The UK’s post-Brexit border strategy risks further pushing up food prices, which will impact operators and their customers, the Fresh Produce Consortium (FPC) boss has warned.
Nigel Jenney, FPC chief executive, is alerting the government its members will not be able to absorb the extra cost of charges levied for import checks on EU and global good entering the UK and that businesses will have no option other than pass on the import costs, which are due to be introduced in the new year.
The trade body, which has over 600 members representing 70% of the UK fresh produce supply chain, added that the new charges’ estimated additional annual cost will be more than £10m, and will have to be passed on to operators, and ultimately consumers, fuelling further food inflation.
Food inflation is already at an all-time high; overall food inflation was 19.1% in the 12 months to March 2023, with the general rate to the same month 10.1%.
Rachel Dobson, managing director of hospitality buying specialist Lynx Purchasing, said hospitality operators will be concerned about any development that will further increase food prices. She added fresh produce suppliers often operate on very tight margins, so they have “little choice” when it comes to passing any increase in costs onto consumers.
Dobson said the advice to operators is to buy produce when it’s in season. She added: “The reality, though, is that there are always certain times and particular products where the market is reliant on imports. Operators should keep talking to suppliers so they know when any price increases are likely to be implemented and can plan accordingly.”
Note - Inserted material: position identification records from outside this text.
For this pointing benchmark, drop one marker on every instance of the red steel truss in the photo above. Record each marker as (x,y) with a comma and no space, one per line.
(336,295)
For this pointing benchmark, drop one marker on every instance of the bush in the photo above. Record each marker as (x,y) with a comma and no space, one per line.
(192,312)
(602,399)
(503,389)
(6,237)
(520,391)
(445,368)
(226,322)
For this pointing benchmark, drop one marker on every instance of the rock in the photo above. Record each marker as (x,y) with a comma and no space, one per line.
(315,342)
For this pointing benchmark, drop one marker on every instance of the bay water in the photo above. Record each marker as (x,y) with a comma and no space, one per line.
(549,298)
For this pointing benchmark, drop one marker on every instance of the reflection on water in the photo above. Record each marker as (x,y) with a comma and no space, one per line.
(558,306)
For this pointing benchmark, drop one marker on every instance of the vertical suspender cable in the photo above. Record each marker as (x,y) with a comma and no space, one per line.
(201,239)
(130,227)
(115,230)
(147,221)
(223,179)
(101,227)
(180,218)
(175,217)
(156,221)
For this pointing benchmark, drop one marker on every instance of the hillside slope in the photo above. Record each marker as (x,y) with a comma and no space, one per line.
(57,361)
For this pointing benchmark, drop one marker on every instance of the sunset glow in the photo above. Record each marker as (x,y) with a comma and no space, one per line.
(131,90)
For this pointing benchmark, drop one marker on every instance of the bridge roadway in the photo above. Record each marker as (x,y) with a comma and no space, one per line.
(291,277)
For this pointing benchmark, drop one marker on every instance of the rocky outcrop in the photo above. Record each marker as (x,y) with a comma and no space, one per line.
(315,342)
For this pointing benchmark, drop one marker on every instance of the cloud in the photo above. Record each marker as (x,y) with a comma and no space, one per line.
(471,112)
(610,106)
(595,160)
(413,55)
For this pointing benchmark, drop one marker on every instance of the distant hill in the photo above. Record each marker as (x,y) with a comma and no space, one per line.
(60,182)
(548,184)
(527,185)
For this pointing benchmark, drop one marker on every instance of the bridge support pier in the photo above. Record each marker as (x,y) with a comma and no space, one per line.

UKHospitality chief executive Kate Nicholls added operators are doing what they can to mitigate rising food and drink costs but should import duties rise, “they would be one of many factors driving the increasing costs of doing business in the hospitality industry”.
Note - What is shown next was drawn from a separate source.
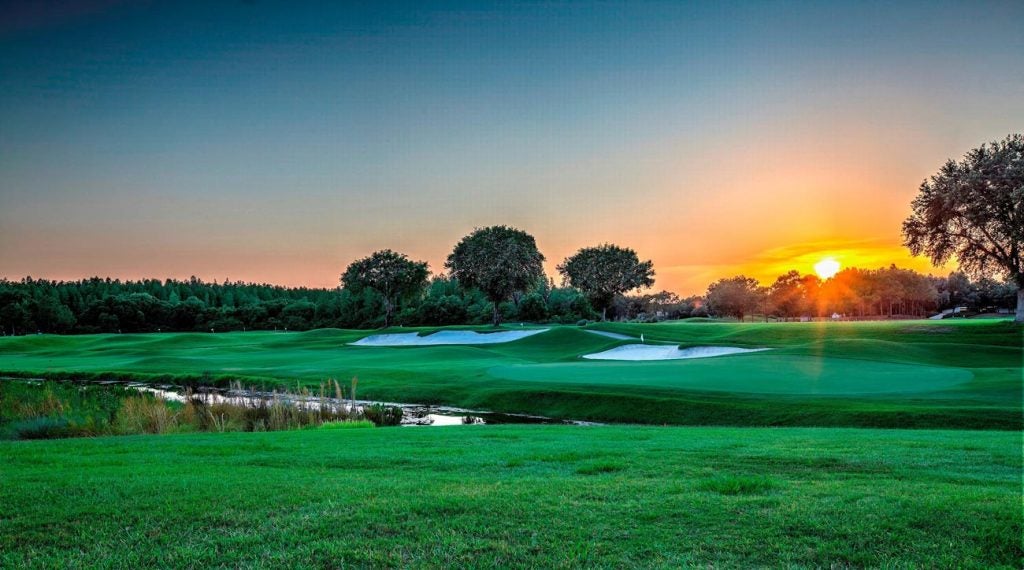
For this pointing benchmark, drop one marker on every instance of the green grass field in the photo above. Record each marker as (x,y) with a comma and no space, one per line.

Nicholls added if hospitality businesses are to survive, the government must “step in and introduce measures to tackle the most immediate threats,” such as rising energy costs, and food and drink inflation.
The FPC said the current border proposals would add not only add cost, but also potential delays and disruption to imports of fresh produce.
Nigel Jenney, chief executive at FPC, said he is “very sympathetic” to the costs and delays that might be placed upon the hospitality sector but added the additional costs are driven by the government’s decisions and his sector cannot absorb such a hike in prices.